Vent frustrations in comments and documentation.
Program Design
Exploit Java’s abundant casting; every Object retrieved from a collection must be cast back.
Leverage Java redundancy (e.g., Bubblegum b = new Bubblegom();).
Never validate input data or function return values.
Provide no encapsulation; callers must know every implementation detail.
Prefer copy‑and‑paste over understanding existing code.
Create gigantic listeners filled with if…else chains.
Use three‑dimensional (or even four‑dimensional) arrays unnecessarily.
Mix getter/setter methods with direct public field access.
Wrap APIs six to eight times, with nesting depth >4.
Make all members public, eliminating any notion of “secret” state.
Inflate classes with many obscure methods, consolidating unrelated functionality into a single class.
Build deep inheritance hierarchies (10+ levels) for trivial attributes.
Introduce XML to bloat code size dramatically.

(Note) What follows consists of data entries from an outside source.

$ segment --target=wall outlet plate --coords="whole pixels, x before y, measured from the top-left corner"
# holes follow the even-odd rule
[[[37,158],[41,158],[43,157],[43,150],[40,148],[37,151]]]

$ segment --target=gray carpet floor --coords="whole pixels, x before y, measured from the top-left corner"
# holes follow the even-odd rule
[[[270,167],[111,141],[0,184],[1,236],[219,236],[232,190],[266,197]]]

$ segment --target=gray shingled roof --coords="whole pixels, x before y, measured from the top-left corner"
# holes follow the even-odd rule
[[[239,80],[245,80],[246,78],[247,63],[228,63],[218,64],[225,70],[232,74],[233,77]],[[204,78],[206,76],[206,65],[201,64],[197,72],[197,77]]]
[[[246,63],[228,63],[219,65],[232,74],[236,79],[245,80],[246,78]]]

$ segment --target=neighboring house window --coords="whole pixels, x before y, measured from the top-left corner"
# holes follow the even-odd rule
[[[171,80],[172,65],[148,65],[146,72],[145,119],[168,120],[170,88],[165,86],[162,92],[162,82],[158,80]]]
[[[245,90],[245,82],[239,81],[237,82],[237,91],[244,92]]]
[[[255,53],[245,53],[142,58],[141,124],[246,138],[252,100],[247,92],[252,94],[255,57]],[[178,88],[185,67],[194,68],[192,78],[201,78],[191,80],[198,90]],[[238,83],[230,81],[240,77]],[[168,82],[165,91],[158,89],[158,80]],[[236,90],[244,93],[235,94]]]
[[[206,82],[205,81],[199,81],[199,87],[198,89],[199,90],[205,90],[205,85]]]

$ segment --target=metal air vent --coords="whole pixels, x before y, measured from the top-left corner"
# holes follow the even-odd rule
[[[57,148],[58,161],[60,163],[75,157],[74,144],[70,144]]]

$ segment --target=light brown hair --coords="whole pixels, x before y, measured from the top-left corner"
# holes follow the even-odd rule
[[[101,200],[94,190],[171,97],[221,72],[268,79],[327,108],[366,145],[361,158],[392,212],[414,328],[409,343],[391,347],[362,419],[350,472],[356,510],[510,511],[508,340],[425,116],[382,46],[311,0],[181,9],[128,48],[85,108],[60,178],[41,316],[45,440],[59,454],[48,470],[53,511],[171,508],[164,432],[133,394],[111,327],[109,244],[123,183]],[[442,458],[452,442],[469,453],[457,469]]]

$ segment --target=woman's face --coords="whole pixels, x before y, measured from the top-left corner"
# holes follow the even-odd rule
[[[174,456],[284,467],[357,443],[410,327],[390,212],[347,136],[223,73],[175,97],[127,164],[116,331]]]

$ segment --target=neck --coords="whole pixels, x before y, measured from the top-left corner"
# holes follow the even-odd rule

Decompose simple conditions (e.g., rewrite a==100 as a>99 && a<101).
Exploit semicolons (e.g., if (a); else; { int d; d = c; }).
Use indirect casting ( new Double(d).toString() instead of Double.toString(d)).
Write massively nested code (10+ parentheses, 20+ nested blocks).
Prefer excessively long lines to force readers to scroll.
Avoid early return or break, forcing many if‑else layers.
Omit curly braces in if‑else statements and use random indentation.
Implement trivial encapsulation (e.g., a bool class that does nothing).
Misuse loops: replace for(int i=0;i<n;i++) with while, swap comparison operators, etc.
Testing
Never test error handling or system‑call return values.
Avoid performance testing; blame the hardware instead.
Write no test cases, no coverage metrics, no automation.
Treat testing as cowardly; claim that a “real” programmer needs no tests.
Other Tips
Obey your boss’s every directive, even if it leads to more unmaintainable code.
Subvert the help desk: hide bugs, blame users, or claim account problems.
Keep major bugs (e.g., Y2K‑style) secret to profit later.
Mask terrible code with buzzwords like “GoF design patterns” or “Agile” to create industry hype.